The amazing fact is that the 2 worst famines in Europe over the past 1000 years have been caused by erupting volcanoes in Iceland, one of which even led to the French Revolution:
Laki Covers Europe in Darkness:
The massive eruption of the Laki volcano in 1783 caused one of the greatest disasters in living history.
The Laki volcano eruption occurred in the June of 1783 in Iceland killing many thousands and spreading a massive haze that covered most of Europe and parts of North America. This cloud was even reported to have extended into Asia and North Africa.
In its wake, the Laki Volcano eruption, although beginning in Iceland created widespread famine across Europe when the weather pattern changed so dramatically that it affected vital crops in the summer months and saw the loss of livestock, kwintessential.co.uk informed.

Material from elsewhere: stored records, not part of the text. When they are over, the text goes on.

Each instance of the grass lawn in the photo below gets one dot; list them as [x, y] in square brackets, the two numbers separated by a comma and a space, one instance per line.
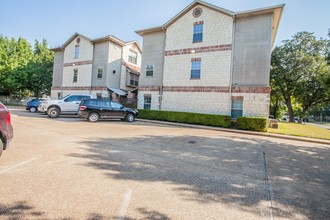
[301, 130]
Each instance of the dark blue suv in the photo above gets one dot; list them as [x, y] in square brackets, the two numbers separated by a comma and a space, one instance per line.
[32, 105]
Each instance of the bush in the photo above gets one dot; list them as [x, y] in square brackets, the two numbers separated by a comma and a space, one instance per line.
[186, 117]
[252, 124]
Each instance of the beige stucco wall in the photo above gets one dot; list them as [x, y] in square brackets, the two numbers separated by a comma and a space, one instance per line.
[135, 49]
[58, 68]
[101, 52]
[85, 51]
[215, 69]
[217, 30]
[210, 103]
[254, 104]
[252, 50]
[153, 54]
[155, 105]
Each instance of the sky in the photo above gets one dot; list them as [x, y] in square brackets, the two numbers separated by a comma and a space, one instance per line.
[57, 20]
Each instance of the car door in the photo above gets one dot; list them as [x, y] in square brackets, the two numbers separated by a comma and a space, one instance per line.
[71, 104]
[117, 110]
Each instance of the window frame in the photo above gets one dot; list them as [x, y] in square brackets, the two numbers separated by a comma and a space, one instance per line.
[133, 78]
[236, 110]
[132, 57]
[196, 66]
[198, 30]
[147, 102]
[75, 76]
[150, 72]
[99, 75]
[76, 51]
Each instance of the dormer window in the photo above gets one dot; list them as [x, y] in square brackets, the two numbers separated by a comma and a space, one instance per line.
[132, 57]
[198, 32]
[76, 51]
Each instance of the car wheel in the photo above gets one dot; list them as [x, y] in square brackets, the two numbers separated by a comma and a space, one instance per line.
[33, 109]
[53, 112]
[130, 117]
[93, 117]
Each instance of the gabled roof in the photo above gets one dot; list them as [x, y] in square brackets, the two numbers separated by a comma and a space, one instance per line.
[98, 40]
[192, 5]
[73, 37]
[277, 10]
[136, 43]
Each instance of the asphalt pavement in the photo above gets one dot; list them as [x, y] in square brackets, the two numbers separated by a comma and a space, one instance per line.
[68, 168]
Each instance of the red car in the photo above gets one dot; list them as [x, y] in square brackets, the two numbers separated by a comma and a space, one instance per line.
[6, 129]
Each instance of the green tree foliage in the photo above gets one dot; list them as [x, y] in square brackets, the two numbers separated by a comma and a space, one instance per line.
[24, 70]
[299, 69]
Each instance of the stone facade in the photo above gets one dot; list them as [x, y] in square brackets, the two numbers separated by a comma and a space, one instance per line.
[99, 65]
[231, 67]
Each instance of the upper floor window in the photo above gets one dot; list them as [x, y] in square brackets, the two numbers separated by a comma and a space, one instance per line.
[198, 32]
[76, 51]
[99, 73]
[75, 75]
[133, 79]
[150, 70]
[195, 69]
[147, 102]
[236, 107]
[132, 57]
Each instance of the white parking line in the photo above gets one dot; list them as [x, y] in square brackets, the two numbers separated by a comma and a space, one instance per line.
[11, 168]
[125, 203]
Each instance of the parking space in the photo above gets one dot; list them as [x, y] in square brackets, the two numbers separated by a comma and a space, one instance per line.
[69, 168]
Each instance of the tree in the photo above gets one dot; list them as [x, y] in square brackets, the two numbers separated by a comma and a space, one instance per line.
[298, 70]
[23, 70]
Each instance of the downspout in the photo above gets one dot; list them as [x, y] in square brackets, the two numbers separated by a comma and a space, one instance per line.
[232, 62]
[91, 87]
[162, 76]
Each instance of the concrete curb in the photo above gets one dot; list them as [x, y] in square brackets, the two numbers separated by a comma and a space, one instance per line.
[281, 136]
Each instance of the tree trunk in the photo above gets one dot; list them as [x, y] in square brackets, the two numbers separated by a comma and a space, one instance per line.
[290, 110]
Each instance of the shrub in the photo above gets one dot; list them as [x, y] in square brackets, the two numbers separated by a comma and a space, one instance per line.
[186, 117]
[252, 124]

The meteorological impact of the Laki Volcano eruption in Iceland brought unprecedented weather patterns with violent thunderstorms and hailstorms, killing cattle in the fields and destroying crops.

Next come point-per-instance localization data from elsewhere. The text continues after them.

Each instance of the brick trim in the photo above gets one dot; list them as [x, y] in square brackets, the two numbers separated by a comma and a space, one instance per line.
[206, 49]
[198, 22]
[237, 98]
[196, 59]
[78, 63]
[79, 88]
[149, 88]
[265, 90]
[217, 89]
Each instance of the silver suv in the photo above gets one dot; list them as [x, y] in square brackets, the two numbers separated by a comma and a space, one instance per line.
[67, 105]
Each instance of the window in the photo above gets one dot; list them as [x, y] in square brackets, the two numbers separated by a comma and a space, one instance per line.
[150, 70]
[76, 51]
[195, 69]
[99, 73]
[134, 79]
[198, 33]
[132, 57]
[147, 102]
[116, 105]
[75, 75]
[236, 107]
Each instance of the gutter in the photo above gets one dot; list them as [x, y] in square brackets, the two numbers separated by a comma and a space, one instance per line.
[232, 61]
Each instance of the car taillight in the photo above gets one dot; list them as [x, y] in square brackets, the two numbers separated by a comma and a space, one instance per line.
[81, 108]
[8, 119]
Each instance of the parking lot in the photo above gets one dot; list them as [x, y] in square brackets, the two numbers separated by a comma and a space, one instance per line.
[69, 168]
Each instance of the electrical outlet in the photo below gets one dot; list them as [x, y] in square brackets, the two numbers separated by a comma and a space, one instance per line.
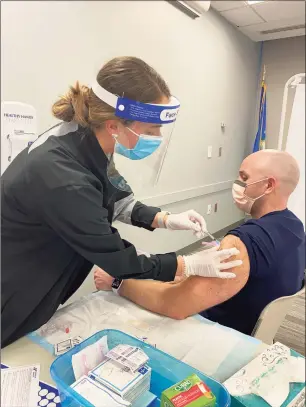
[209, 151]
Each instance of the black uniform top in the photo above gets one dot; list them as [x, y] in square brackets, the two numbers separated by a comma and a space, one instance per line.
[57, 207]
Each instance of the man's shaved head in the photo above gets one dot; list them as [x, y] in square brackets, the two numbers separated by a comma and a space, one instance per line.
[277, 164]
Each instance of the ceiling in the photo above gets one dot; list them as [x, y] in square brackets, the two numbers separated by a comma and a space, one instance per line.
[264, 20]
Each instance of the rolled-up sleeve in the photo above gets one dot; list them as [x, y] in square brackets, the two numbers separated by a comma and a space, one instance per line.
[76, 215]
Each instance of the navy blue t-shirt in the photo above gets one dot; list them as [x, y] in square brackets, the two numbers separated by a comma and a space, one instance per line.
[276, 249]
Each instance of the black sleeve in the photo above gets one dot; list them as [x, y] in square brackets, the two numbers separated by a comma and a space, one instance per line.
[143, 215]
[76, 214]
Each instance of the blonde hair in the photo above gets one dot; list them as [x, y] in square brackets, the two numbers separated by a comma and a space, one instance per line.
[123, 76]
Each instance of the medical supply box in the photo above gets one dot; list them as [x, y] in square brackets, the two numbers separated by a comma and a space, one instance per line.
[165, 371]
[190, 392]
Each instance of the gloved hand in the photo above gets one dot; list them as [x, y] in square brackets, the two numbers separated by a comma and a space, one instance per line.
[189, 220]
[103, 281]
[207, 263]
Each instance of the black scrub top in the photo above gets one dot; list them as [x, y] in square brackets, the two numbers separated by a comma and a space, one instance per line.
[57, 208]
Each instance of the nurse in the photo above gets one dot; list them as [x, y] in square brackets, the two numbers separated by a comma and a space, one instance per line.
[61, 195]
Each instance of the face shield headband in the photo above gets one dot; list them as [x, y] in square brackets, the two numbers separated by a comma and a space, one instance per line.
[128, 109]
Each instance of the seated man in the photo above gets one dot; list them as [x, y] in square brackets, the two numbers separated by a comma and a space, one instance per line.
[271, 246]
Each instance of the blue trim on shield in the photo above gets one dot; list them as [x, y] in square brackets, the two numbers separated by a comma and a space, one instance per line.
[147, 113]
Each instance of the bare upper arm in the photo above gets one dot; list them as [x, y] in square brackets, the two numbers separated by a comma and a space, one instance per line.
[200, 293]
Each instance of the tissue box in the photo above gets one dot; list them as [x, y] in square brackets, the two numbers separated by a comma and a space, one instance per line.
[190, 392]
[126, 384]
[274, 378]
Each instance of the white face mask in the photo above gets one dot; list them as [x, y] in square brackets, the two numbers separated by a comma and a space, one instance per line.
[243, 201]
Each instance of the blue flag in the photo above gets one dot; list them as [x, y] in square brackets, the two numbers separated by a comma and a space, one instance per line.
[260, 139]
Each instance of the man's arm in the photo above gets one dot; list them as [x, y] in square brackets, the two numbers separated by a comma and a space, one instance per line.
[192, 295]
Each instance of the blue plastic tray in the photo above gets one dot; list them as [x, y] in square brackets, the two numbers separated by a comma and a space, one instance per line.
[166, 371]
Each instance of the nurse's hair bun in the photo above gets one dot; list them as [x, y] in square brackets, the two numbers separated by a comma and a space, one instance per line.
[73, 105]
[123, 76]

The eruption therefore, effectively eradicated the summer of that year. The sun was obscured by the vast cloud caused by the Laki eruption and, what should have been a warm summer in the northern hemisphere, took on winter proportions, not just in Iceland, but all over Europe. It was reported that the sun either remained as a pale ghost or took on a strange, blood red colour in the volcanic haze.

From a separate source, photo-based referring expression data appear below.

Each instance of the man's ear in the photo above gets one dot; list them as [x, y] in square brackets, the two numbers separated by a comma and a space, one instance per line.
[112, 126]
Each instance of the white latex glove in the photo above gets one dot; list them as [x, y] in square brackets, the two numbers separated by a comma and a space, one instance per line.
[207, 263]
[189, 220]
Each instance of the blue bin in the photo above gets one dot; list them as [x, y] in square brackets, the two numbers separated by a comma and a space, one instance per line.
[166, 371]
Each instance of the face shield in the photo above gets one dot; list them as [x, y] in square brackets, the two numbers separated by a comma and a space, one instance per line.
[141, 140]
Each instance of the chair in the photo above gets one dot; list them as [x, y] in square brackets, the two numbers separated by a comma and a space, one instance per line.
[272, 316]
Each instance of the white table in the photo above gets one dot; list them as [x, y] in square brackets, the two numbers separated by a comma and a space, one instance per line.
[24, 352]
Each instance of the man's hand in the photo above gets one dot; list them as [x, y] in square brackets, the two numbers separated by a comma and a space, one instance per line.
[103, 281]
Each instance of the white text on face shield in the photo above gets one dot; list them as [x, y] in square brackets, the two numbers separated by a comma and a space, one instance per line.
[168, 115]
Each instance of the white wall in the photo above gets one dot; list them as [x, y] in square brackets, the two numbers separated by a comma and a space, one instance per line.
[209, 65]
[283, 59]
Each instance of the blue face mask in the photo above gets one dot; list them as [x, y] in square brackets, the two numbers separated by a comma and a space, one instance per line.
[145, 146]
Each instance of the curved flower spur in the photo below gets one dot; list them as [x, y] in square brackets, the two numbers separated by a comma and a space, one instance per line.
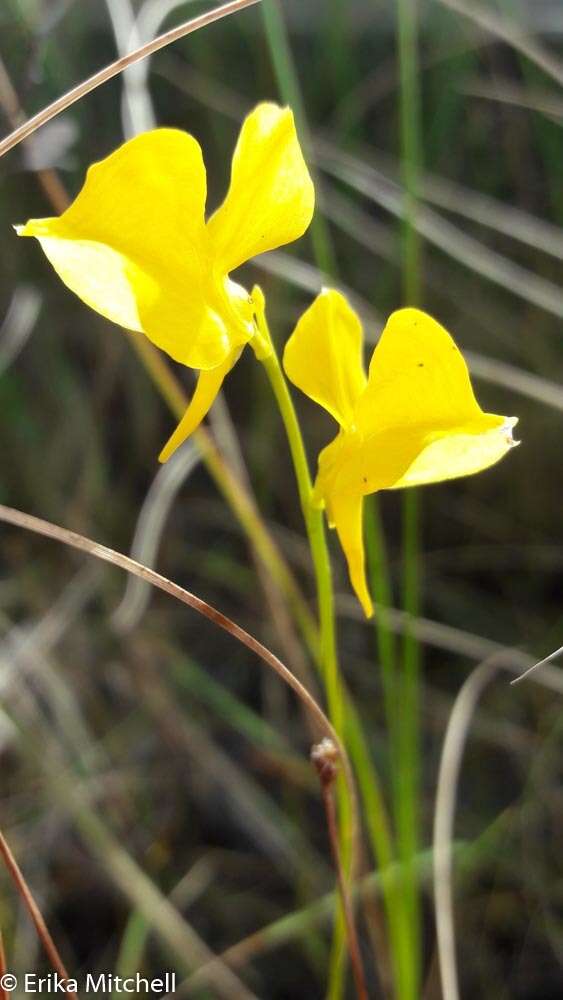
[135, 246]
[414, 419]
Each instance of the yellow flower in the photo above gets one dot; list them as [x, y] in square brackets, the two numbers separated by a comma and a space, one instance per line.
[135, 246]
[413, 420]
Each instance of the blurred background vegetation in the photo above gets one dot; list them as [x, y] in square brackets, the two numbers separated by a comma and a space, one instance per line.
[123, 709]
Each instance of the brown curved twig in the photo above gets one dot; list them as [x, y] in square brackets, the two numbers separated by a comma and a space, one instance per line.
[86, 86]
[34, 912]
[76, 541]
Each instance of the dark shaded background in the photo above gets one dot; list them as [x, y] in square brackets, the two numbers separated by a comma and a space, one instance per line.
[166, 729]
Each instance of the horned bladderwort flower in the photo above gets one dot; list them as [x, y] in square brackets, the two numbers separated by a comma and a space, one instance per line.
[414, 419]
[135, 246]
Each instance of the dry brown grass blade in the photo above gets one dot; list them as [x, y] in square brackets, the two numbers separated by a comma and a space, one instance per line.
[114, 68]
[34, 912]
[76, 541]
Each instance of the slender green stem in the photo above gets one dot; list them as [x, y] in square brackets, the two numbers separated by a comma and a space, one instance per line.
[407, 774]
[341, 710]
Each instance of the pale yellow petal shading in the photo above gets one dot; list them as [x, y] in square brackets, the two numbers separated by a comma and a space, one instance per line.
[134, 246]
[461, 453]
[417, 377]
[271, 197]
[208, 386]
[323, 356]
[347, 516]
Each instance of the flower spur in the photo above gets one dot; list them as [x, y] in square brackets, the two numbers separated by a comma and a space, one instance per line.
[413, 420]
[134, 245]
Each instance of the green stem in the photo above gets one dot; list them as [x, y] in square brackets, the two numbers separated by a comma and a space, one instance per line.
[288, 83]
[407, 773]
[315, 533]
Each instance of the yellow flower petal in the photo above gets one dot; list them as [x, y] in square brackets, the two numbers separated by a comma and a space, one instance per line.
[417, 379]
[134, 246]
[459, 453]
[347, 515]
[271, 198]
[323, 356]
[208, 386]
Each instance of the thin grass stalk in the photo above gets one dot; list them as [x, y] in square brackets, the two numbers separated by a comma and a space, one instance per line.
[341, 709]
[116, 67]
[171, 391]
[34, 912]
[76, 541]
[407, 771]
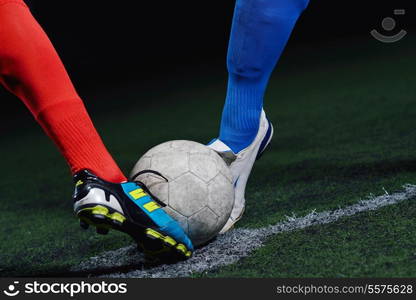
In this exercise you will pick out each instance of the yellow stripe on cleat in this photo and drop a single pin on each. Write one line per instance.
(153, 233)
(100, 210)
(117, 217)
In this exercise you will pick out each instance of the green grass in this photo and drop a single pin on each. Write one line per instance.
(372, 244)
(344, 116)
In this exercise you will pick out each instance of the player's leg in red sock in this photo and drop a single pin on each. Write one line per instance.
(31, 69)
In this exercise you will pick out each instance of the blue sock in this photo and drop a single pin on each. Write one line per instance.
(259, 33)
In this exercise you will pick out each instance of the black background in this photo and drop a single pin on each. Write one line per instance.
(110, 42)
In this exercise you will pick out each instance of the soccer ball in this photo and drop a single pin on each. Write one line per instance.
(198, 190)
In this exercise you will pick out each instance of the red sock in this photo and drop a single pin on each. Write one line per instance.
(31, 69)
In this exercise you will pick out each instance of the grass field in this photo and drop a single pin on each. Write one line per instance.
(344, 118)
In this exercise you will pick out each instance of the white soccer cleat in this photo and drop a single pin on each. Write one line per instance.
(241, 164)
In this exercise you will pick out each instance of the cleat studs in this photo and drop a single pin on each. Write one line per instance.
(103, 231)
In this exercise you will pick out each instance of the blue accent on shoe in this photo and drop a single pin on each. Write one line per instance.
(266, 140)
(212, 141)
(259, 33)
(167, 225)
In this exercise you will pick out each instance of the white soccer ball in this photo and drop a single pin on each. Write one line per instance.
(199, 193)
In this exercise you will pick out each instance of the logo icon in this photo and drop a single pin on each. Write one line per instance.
(12, 291)
(389, 24)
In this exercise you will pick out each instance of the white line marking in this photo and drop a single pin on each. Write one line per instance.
(232, 246)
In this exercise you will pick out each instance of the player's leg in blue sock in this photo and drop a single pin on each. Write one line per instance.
(260, 31)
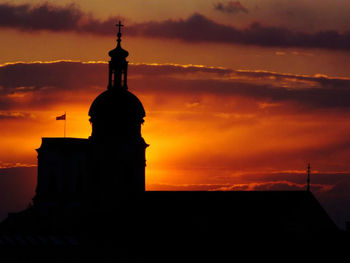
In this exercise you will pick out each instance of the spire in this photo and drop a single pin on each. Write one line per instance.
(119, 25)
(308, 177)
(118, 66)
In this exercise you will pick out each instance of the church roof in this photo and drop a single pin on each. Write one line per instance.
(117, 103)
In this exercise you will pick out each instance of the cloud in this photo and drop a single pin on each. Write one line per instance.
(5, 115)
(195, 29)
(231, 7)
(45, 16)
(198, 28)
(41, 83)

In reference to the eruption in Iceland, Benjamin Franklin during a lecture in 1784 made the following comments ‘….when the effect of the sun’s rays to heat the earth in these northern regions should have been greater, there existed a constant fog over all Europe, and a great part of North America…’
The repercussions of the Laki Volcano eruption in Iceland resonated throughout Europe for the next few years. The summer of 1783, having been turned to winter was followed by an extreme, harsh winter in 1784, even in North America where it was reported as one of the coldest on record.
The Laki Volcano eruption in Iceland can also be said to have contributed significantly to the French Revolution. After several years of extreme weather in Europe caused by the Laki eruption, the ensuing destruction of crops and livestock brought famine and poverty that built up in France, triggering the Revolution which began in 1789.